Making Sense of Patterns in the Twitterverse
From the post:
If you think keeping up with what’s happening via Twitter, Facebook and other social media is like drinking from a fire hose, multiply that by 7 billion — and you’ll have a sense of what Court Corley wakes up to every morning.
Corley, a data scientist at the Department of Energy’s Pacific Northwest National Laboratory, has created a powerful digital system capable of analyzing billions of tweets and other social media messages in just seconds, in an effort to discover patterns and make sense of all the information. His social media analysis tool, dubbed “SALSA” (SociAL Sensor Analytics), combined with extensive know-how — and a fair degree of chutzpah — allows someone like Corley to try to grasp it all.
“The world is equipped with human sensors — more than 7 billion and counting. It’s by far the most extensive sensor network on the planet. What can we learn by paying attention?” Corley said.
Among the payoffs Corley envisions are emergency responders who receive crucial early information about natural disasters such as tornadoes; a tool that public health advocates can use to better protect people’s health; and information about social unrest that could help nations protect their citizens. But finding those jewels amidst the effluent of digital minutia is a challenge.
“The task we all face is separating out the trivia, the useless information we all are blasted with every day, from the really good stuff that helps us live better lives. There’s a lot of noise, but there’s some very valuable information too.”
The work by Corley and colleagues Chase Dowling, Stuart Rose and Taylor McKenzie was named best paper given at the IEEE conference on Intelligence and Security Informatics in Seattle this week.

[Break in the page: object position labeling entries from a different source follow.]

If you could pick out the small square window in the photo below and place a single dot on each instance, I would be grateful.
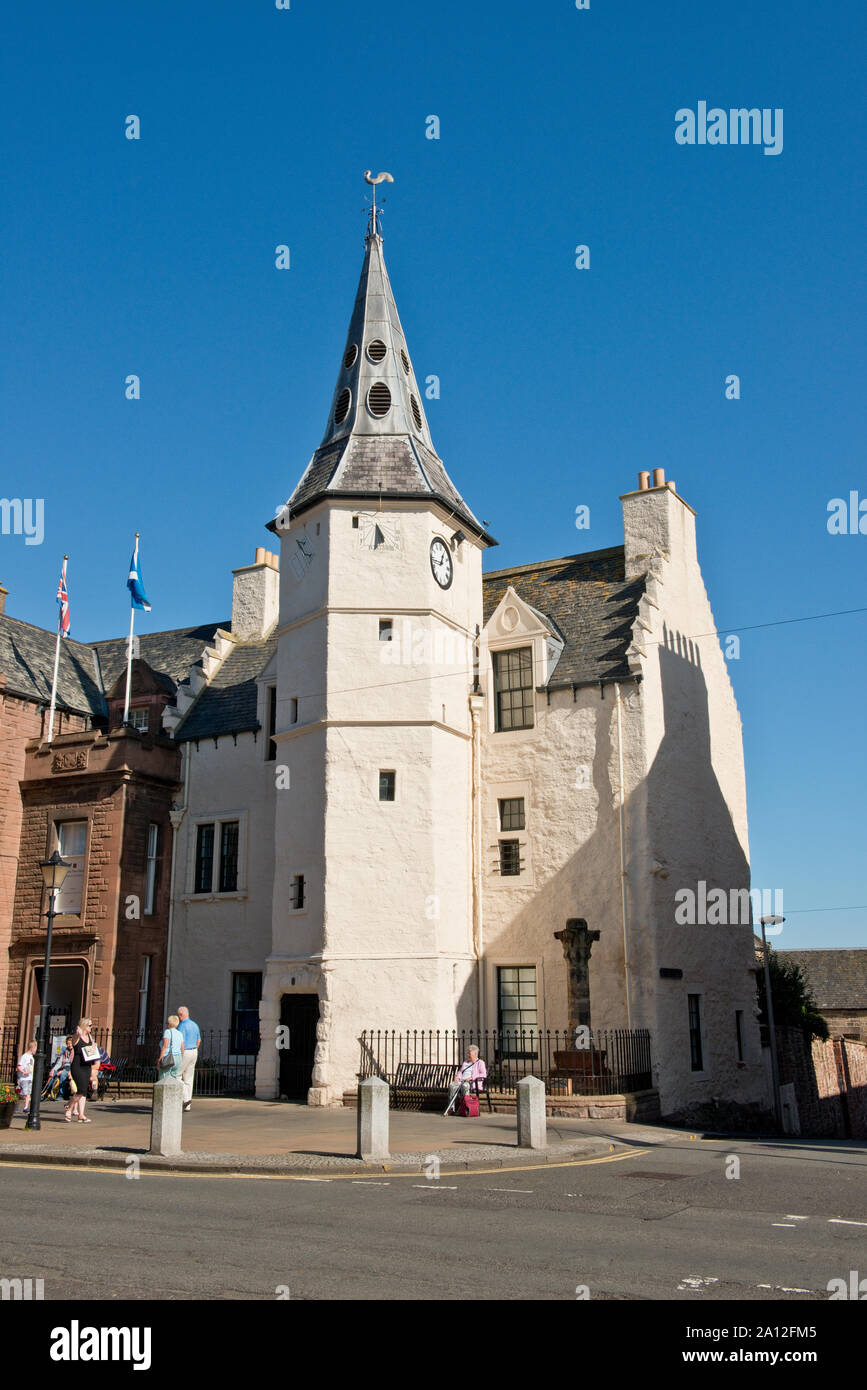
(512, 813)
(510, 858)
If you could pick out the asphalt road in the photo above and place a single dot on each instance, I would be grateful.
(663, 1223)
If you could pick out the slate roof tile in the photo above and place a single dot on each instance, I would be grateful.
(589, 601)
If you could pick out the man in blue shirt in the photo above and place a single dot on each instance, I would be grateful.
(192, 1037)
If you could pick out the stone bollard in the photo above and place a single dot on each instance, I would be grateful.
(373, 1119)
(167, 1118)
(531, 1114)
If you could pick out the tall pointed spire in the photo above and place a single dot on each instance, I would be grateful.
(377, 442)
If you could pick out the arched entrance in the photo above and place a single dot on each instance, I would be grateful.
(299, 1014)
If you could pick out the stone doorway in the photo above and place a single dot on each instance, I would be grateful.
(300, 1014)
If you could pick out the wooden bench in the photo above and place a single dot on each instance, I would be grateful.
(420, 1082)
(427, 1082)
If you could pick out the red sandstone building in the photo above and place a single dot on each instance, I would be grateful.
(100, 794)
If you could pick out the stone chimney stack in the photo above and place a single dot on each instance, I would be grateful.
(256, 597)
(657, 526)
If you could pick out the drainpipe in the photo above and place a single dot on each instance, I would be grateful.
(624, 906)
(475, 710)
(177, 816)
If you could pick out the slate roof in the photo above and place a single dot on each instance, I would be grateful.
(591, 605)
(837, 979)
(27, 659)
(228, 704)
(171, 653)
(385, 455)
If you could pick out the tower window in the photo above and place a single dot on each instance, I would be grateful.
(378, 399)
(695, 1032)
(271, 698)
(514, 701)
(512, 813)
(510, 858)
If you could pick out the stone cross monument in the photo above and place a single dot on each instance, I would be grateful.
(577, 944)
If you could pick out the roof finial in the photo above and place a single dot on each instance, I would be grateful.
(373, 221)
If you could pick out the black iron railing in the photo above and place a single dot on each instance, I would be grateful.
(613, 1059)
(220, 1070)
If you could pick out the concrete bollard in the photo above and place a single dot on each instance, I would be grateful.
(373, 1119)
(167, 1118)
(532, 1125)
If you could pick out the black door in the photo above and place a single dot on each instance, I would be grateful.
(300, 1014)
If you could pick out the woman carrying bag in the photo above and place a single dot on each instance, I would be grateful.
(82, 1072)
(171, 1052)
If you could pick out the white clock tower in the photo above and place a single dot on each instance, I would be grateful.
(377, 730)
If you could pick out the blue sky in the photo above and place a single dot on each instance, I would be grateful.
(156, 257)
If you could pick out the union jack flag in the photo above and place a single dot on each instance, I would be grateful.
(63, 598)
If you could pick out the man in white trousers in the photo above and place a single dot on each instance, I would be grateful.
(192, 1037)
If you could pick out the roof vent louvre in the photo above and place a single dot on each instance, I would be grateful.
(342, 406)
(380, 399)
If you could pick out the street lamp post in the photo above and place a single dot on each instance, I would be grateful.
(769, 1000)
(53, 873)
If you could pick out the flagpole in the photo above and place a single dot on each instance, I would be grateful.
(129, 662)
(56, 666)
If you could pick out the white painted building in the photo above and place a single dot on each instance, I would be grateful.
(427, 772)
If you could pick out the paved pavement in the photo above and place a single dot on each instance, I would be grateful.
(271, 1136)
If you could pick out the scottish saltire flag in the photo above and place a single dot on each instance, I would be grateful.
(135, 583)
(63, 598)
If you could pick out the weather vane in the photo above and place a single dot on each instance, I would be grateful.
(373, 225)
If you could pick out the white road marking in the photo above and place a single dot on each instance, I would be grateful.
(782, 1289)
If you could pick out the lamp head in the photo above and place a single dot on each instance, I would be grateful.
(54, 870)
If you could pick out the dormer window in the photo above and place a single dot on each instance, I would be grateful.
(513, 687)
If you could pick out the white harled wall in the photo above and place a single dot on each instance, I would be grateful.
(385, 937)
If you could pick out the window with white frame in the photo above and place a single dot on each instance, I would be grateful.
(217, 859)
(71, 844)
(150, 872)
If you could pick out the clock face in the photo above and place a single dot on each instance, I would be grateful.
(441, 563)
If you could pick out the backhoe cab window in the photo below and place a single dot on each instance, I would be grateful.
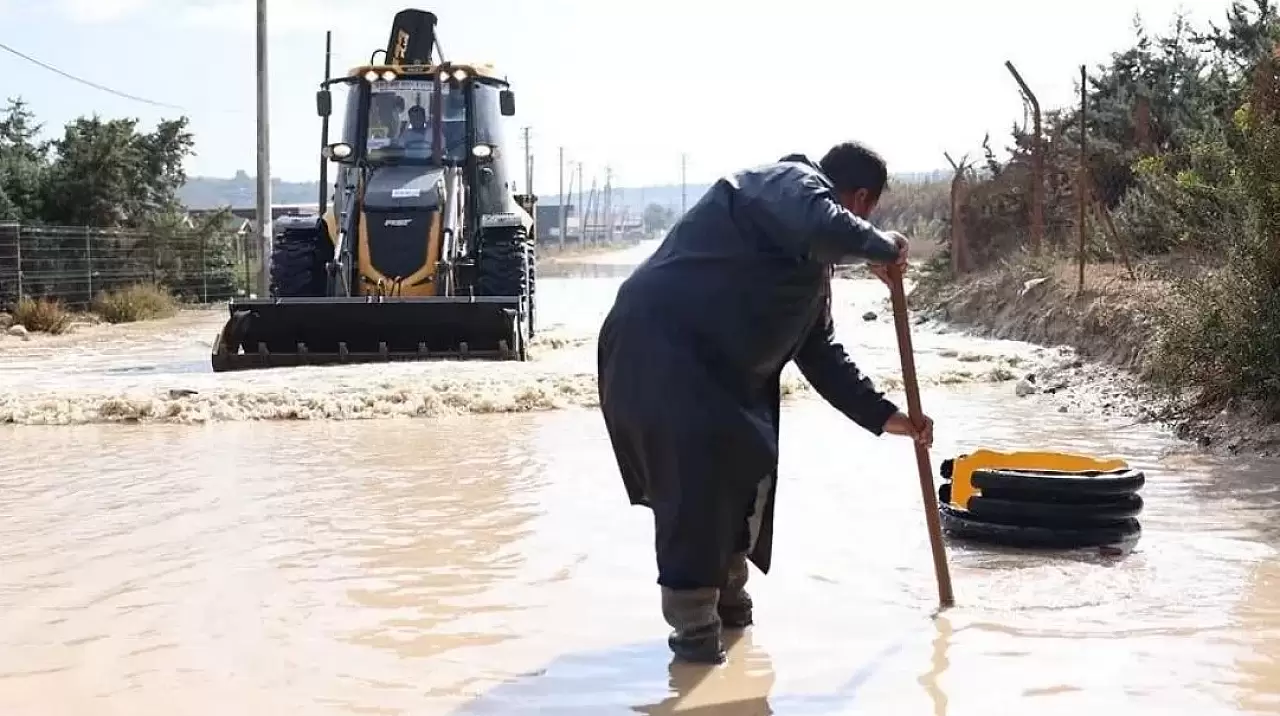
(400, 122)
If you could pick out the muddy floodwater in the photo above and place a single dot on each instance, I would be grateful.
(453, 539)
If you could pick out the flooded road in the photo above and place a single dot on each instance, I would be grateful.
(481, 557)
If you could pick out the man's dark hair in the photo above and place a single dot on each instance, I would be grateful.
(853, 165)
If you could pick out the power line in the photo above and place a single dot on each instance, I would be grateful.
(96, 86)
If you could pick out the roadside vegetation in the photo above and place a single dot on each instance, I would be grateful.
(1183, 251)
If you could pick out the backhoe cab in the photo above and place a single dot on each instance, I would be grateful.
(426, 251)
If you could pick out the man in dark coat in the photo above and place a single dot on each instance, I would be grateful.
(690, 359)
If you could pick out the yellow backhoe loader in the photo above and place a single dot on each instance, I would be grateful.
(426, 250)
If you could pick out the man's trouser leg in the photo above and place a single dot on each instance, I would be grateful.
(735, 602)
(695, 539)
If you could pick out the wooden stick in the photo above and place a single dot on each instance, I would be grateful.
(897, 295)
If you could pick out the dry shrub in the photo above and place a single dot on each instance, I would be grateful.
(41, 315)
(135, 302)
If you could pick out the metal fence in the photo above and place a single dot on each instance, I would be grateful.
(73, 264)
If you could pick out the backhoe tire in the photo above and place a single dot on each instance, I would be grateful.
(298, 259)
(506, 265)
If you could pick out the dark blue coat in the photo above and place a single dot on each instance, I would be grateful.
(691, 352)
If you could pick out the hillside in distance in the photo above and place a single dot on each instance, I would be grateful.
(240, 191)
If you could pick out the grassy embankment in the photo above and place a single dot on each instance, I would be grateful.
(124, 305)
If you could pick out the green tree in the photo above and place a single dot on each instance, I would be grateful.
(109, 174)
(23, 163)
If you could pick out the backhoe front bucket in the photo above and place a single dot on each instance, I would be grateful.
(284, 332)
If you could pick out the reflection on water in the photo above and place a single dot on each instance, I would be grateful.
(489, 564)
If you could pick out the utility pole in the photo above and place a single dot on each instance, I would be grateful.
(684, 163)
(529, 165)
(581, 208)
(264, 154)
(608, 203)
(563, 222)
(1082, 178)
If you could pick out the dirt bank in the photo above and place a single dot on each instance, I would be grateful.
(1111, 328)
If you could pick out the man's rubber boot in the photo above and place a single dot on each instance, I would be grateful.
(735, 603)
(695, 625)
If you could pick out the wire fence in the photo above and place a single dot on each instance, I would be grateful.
(74, 264)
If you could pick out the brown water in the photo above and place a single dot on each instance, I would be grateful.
(489, 564)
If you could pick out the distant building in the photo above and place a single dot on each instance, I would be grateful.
(548, 222)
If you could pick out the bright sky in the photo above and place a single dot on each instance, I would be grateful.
(620, 82)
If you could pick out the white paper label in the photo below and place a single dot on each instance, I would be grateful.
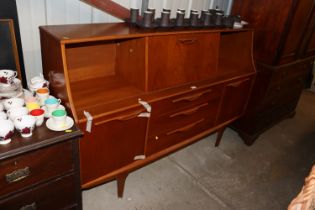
(88, 122)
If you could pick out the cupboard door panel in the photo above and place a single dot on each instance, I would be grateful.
(234, 99)
(113, 143)
(182, 58)
(181, 125)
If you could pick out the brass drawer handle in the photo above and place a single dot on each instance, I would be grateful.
(237, 84)
(185, 128)
(189, 111)
(18, 175)
(193, 97)
(126, 117)
(188, 41)
(29, 207)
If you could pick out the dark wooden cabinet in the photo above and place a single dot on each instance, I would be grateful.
(284, 55)
(41, 172)
(149, 92)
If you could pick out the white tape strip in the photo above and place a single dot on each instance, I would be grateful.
(144, 114)
(146, 105)
(89, 121)
(139, 157)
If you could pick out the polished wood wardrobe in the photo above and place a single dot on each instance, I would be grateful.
(284, 52)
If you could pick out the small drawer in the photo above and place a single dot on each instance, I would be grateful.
(185, 101)
(38, 166)
(180, 118)
(58, 194)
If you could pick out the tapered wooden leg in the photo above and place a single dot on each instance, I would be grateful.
(219, 136)
(121, 178)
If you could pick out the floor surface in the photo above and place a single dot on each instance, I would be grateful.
(264, 176)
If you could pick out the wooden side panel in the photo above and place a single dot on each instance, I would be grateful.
(91, 60)
(297, 31)
(53, 69)
(268, 18)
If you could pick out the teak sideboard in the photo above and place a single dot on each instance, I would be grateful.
(147, 92)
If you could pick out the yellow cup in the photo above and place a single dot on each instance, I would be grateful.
(32, 105)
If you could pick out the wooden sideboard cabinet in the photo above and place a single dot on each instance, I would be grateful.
(284, 53)
(41, 172)
(148, 92)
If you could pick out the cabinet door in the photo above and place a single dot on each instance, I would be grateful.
(234, 99)
(114, 142)
(182, 58)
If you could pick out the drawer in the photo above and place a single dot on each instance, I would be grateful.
(202, 121)
(185, 101)
(38, 166)
(58, 194)
(180, 118)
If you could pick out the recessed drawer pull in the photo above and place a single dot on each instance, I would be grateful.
(193, 97)
(189, 111)
(188, 41)
(29, 207)
(121, 118)
(185, 128)
(18, 175)
(236, 84)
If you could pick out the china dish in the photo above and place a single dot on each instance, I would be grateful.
(52, 126)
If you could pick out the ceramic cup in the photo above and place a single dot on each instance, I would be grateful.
(16, 112)
(12, 103)
(7, 76)
(6, 131)
(42, 94)
(25, 125)
(39, 115)
(59, 117)
(52, 104)
(32, 105)
(3, 116)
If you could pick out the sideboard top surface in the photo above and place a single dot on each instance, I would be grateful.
(73, 33)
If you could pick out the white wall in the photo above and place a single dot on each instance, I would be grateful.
(34, 13)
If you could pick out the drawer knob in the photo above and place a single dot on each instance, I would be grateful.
(29, 207)
(18, 175)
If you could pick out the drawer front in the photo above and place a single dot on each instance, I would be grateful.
(58, 194)
(114, 142)
(185, 101)
(38, 166)
(178, 59)
(180, 118)
(168, 133)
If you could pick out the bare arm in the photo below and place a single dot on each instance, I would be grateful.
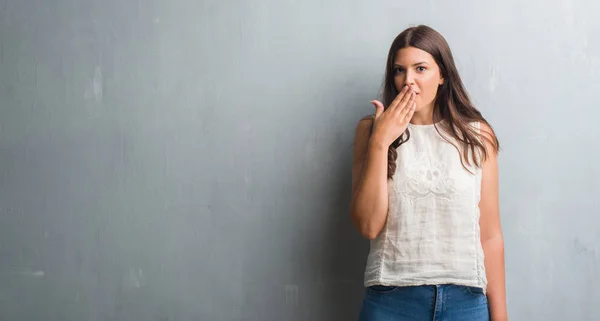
(491, 234)
(369, 203)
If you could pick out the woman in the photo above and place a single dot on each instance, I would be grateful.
(425, 192)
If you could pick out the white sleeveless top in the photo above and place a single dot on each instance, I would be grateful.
(432, 230)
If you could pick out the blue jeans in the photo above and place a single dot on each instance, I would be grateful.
(445, 302)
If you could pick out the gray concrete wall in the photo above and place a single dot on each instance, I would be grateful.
(190, 160)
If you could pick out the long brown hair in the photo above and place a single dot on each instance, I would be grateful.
(452, 103)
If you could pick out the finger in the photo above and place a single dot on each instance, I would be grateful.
(378, 108)
(411, 111)
(398, 98)
(405, 104)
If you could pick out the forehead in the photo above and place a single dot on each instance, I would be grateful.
(412, 55)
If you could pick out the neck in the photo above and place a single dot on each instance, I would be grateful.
(423, 116)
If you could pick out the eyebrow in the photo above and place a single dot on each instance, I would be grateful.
(418, 63)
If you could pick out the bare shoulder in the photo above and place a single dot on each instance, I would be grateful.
(361, 137)
(489, 137)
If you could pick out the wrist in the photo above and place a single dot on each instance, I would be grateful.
(376, 144)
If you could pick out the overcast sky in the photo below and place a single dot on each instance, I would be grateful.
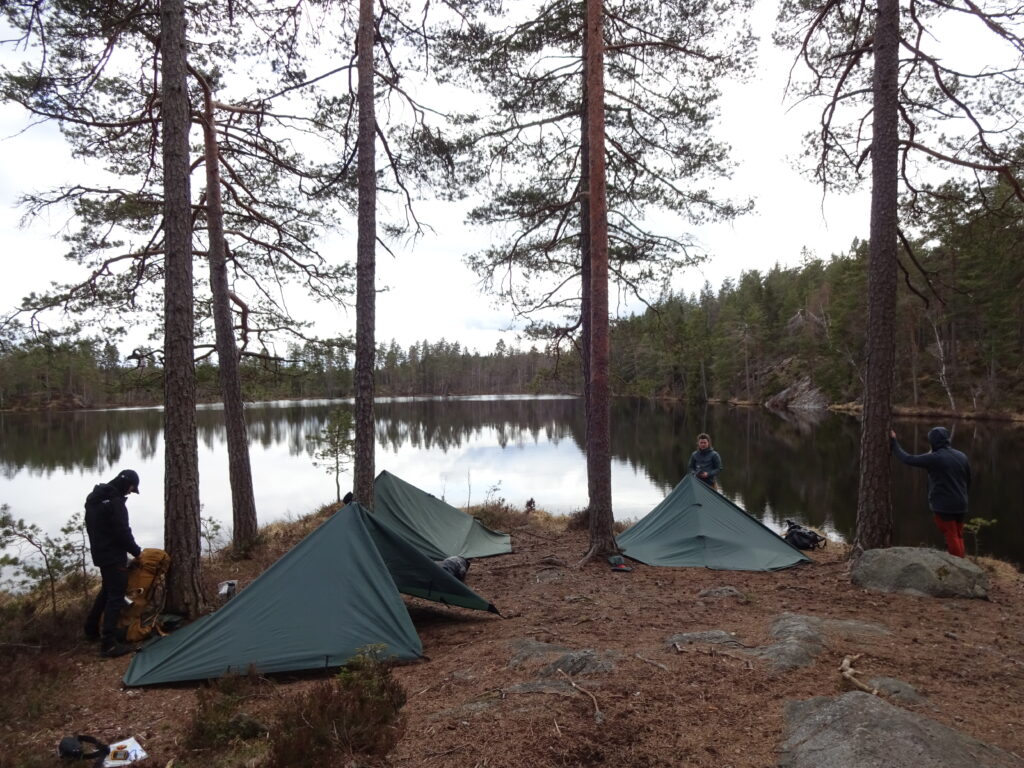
(428, 291)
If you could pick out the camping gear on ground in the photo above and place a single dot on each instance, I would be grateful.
(456, 565)
(83, 748)
(436, 528)
(802, 538)
(145, 593)
(697, 526)
(125, 752)
(335, 593)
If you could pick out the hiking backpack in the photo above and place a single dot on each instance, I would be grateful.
(802, 538)
(145, 593)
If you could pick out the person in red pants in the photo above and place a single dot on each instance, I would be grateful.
(948, 482)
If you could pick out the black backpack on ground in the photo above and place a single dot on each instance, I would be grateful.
(802, 538)
(74, 748)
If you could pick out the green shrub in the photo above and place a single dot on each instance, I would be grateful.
(355, 713)
(218, 720)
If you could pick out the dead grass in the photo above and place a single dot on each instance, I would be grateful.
(467, 705)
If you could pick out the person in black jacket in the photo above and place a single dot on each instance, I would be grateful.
(705, 462)
(111, 542)
(948, 482)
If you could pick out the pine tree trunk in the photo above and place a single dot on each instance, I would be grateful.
(875, 519)
(366, 264)
(585, 275)
(239, 469)
(181, 508)
(602, 541)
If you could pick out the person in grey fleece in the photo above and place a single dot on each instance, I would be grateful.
(948, 483)
(705, 462)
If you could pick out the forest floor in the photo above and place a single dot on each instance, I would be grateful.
(478, 700)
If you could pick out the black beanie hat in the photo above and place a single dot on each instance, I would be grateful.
(126, 481)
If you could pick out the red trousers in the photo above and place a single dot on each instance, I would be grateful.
(953, 531)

Another one of those “name” issues as the IEEE conference site reports:
Courtney Corley, Chase Dowling, Stuart Rose and Taylor McKenzie. SociAL Sensor Analytics: Measuring Phenomenology at Scale.
I am assuming from the other researchers matching that this is the “Court/Courtney” in question.
I was unable to find an online copy of the paper but suspect it will eventually appear in an IEEE archive.
From the news report, very interesting and useful work.